De nombreux sites prestigieux, inscrits sur la Liste du patrimoine mondial, peuvent aujourd'hui être loués par de riches particuliers, pour un mariage ou une fête privée. Cela ne risque-t-il pas de ternir ces lieux à haute valeur culturelle ? Non, explique Alfredo Conti. Pour l’architecte argentin spécialisé dans la conservation du patrimoine, c'est même une façon d'attirer un nouveau public vers la pratique culturelle.  

Alfredo Conti répond aux questions de Frédéric Vacheron (UNESCO)

Aujourd’hui, certains monuments inscrits au patrimoine mondial sont loués pour des événements privés. Est-ce acceptable ?

La question du choix de l'usage des sites patrimoniaux, dont la fonction d'origine a pu se perdre ou se modifier avec le temps, mérite réflexion. On voit, par exemple, des gares de chemin de fer transformées en musées, ou des couvents et des demeures historiques convertis en hôtels.

Un édifice patrimonial est imprégné de valeurs historiques et culturelles. Les attributs qui transmettent ces valeurs peuvent être matériels, comme la conception du bâtiment, sa forme ou ses éléments constructifs, ou immatériels, comme ses différents usages au fil du temps, ou encore les traditions qui lui sont associées. Le principe de base des usages actuels des édifices consiste en ce que leurs nouvelles fonctions soient compatibles avec la préservation de leurs attributs et valeurs.

Il fut une époque où l'on conférait au patrimoine un caractère sacré, surtout en ce qui concernait les sites les plus significatifs du point de vue historique ou artistique : ils devaient rester figés à un moment donné de leur histoire ;  le seul usage possible était d’en faire un musée.

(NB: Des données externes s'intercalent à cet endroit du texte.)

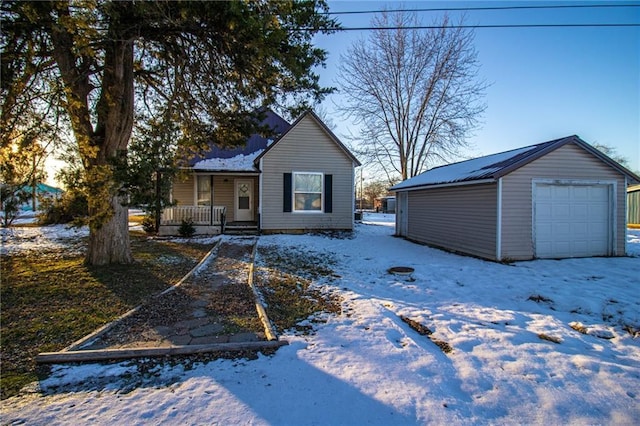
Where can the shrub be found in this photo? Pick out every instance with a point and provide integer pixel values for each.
(149, 224)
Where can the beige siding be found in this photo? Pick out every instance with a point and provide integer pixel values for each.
(460, 218)
(183, 191)
(306, 148)
(224, 193)
(569, 162)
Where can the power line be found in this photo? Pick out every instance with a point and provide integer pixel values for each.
(437, 27)
(453, 9)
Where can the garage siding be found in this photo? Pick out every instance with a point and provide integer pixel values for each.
(306, 148)
(461, 218)
(568, 162)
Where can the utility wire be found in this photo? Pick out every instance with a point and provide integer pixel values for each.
(447, 9)
(434, 27)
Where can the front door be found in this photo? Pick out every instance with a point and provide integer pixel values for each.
(244, 200)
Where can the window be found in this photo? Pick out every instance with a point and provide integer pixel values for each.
(204, 190)
(307, 192)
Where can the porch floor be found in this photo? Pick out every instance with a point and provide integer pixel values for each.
(241, 227)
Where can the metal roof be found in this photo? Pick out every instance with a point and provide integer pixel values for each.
(497, 165)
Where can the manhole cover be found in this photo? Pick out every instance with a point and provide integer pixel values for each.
(401, 270)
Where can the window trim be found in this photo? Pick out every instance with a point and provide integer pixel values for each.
(293, 193)
(197, 192)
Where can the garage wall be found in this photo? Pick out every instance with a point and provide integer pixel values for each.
(460, 218)
(568, 162)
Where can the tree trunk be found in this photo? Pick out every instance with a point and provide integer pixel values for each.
(109, 243)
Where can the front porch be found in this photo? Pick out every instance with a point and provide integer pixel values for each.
(207, 220)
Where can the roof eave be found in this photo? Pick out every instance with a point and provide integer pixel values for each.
(443, 184)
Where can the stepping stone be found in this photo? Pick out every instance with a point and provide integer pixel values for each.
(209, 340)
(243, 337)
(197, 322)
(207, 330)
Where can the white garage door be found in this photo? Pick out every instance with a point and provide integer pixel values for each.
(572, 220)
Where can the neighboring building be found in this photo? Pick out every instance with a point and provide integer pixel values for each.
(303, 180)
(633, 205)
(556, 199)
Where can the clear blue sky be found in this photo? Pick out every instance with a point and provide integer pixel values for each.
(546, 83)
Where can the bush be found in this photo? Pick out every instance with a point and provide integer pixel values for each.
(149, 224)
(186, 228)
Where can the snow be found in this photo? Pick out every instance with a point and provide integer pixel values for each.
(366, 366)
(239, 163)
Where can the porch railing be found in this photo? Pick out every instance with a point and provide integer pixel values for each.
(200, 215)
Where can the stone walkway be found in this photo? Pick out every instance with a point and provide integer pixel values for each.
(214, 305)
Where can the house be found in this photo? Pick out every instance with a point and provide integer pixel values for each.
(633, 206)
(300, 181)
(557, 199)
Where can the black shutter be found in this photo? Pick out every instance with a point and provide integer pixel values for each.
(286, 193)
(328, 193)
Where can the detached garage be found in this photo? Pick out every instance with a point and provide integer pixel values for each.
(557, 199)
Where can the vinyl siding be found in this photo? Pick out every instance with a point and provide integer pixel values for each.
(568, 162)
(183, 191)
(306, 148)
(224, 193)
(459, 218)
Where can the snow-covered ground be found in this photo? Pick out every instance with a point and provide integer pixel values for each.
(367, 366)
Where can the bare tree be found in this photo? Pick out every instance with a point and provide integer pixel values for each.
(415, 93)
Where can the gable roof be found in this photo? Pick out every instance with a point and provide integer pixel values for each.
(497, 165)
(240, 158)
(328, 131)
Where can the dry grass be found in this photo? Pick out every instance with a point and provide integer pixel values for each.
(51, 299)
(287, 287)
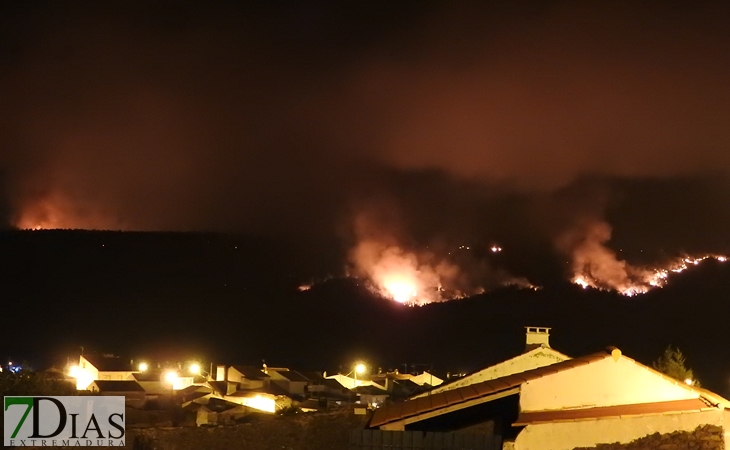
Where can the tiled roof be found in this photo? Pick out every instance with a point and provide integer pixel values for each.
(312, 375)
(291, 375)
(527, 353)
(118, 386)
(106, 363)
(370, 390)
(440, 400)
(251, 372)
(694, 404)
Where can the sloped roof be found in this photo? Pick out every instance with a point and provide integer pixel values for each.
(369, 390)
(293, 375)
(251, 372)
(152, 375)
(312, 375)
(527, 353)
(271, 389)
(638, 409)
(474, 391)
(118, 386)
(108, 363)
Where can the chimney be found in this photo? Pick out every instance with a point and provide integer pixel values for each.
(537, 337)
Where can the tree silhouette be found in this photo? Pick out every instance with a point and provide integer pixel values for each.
(672, 363)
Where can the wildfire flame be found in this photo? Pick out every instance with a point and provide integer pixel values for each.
(596, 266)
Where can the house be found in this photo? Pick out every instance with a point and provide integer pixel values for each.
(271, 398)
(371, 396)
(604, 397)
(214, 411)
(132, 392)
(538, 353)
(292, 381)
(101, 367)
(250, 377)
(611, 398)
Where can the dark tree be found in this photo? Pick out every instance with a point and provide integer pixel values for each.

Mais tous les édifices ne peuvent pas être convertis en musée, notamment parce que la conservation du patrimoine coûte cher. Les fonds nécessaires à la conservation, l’entretien et les réparations, proviennent, la plupart du temps, de l'État. Le prix d'entrée, la vente de souvenirs ou de livres, ou un service de cafétéria, peuvent être une source de financements, mais en général, ils ne suffisent pas. Souvent, les organismes gouvernementaux ne disposent pas de budgets très fournis. D'où cette nouvelle tendance, partout dans le monde, à ouvrir les sites et monuments aux événements privés. Avec toujours, comme il se doit, des restrictions quant au type d'usages, aux secteurs autorisés, au nombre d'invités et aux horaires.  Il existe de nombreux exemples dans le monde. Au Palais de Caserte, au nord de Naples, un monument italien inscrit sur la Liste du patrimoine mondial, au palais de Schönbrunn, également protégé par l’UNESCO, et au Belvédère, à Vienne, en Autriche, au musée Rodin ou encore à la Maison de Victor Hugo, à Paris, en France, on organise des mariages. On peut même louer le Palais de Versailles, site français emblématique du patrimoine mondial, pour un type déterminé d'événements.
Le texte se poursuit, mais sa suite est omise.